Facing problem loading pretained architecture resnext101_64 while working with kaggle Kernels


(ashis) #1

Hello Guys,
Hope you all are doing good .
I’m facing problem loading pretrained architecture resnext101_64 while working in kaggle kernels . The code searches for weights at /opt/conda/lib/python3.6/site-packages/fastai-0.6-py3.6.egg/fastai/weights.
Its mentioned that the above location is read only , so I cannot push the downloaded weights to this location.
Anyone who has faced similar situation , I need some help.


(Imran) #2

AFAIK, you can’t use resnext with fastai in kaggle yet.
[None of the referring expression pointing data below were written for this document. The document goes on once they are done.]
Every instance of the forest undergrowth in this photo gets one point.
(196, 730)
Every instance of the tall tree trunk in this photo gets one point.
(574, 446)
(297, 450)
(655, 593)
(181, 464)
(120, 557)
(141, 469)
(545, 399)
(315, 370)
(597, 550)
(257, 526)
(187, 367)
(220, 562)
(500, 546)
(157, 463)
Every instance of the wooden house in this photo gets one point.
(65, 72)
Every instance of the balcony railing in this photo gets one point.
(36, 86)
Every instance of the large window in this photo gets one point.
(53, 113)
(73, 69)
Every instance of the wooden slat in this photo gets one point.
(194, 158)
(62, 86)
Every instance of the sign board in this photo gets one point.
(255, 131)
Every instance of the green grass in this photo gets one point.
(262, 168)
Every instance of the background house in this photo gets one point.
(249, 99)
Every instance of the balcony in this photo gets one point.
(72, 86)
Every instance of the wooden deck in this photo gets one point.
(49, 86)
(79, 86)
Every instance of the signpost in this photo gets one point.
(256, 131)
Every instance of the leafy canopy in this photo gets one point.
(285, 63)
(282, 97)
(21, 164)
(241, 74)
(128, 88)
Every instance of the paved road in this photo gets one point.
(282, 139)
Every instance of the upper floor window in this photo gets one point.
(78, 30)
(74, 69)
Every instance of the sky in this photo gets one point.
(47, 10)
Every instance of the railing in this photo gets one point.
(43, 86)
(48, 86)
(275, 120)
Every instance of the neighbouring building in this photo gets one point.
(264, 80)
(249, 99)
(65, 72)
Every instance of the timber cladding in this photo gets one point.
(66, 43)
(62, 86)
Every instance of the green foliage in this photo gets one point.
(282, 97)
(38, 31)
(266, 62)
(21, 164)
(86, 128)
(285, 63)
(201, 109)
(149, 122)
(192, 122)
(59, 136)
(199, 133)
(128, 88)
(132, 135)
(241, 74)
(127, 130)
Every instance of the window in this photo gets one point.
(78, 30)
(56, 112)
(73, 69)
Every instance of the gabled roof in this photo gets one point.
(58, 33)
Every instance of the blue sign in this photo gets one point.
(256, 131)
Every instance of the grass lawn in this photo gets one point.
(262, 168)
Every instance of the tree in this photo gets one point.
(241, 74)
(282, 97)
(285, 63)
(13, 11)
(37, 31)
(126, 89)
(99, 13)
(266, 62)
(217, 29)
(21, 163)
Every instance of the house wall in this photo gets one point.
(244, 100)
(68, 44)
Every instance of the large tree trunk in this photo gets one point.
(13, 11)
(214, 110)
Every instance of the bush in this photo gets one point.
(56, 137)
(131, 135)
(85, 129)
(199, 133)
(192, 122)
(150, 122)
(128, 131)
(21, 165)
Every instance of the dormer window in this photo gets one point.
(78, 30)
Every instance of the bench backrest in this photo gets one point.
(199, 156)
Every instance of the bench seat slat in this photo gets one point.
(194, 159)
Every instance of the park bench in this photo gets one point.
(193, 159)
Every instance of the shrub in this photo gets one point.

Would need a code update.


(ashis) #3

I’m new to this fastai . what can I do something for that code update ? @imrandude


(ashis) #4

@z0k . did you come across this type of situation . I see that here How can I load a pretrained model on Kaggle using fastai? … Can you please suggest a suitable solution .


(ashis) #5

@z0k, I tried setting the path to current directory, but it didnt work out for me.


(mohamed amin houidi) #6

well that has nothing to do with resnext not working.you should give it the tmp and model paths to fix that:

TMP_PATH = “/tmp/tmp”
MODEL_PATH = “/tmp/model/”

then in convlearner,pass them as tmp and model paths:

learn = ConvLearner.pretrained(arch, data, precompute=True, tmp_name=TMP_PATH, models_name=MODEL_PATH)

but the resnext101 won’t work on kaggle,don’t know why.just use another structure.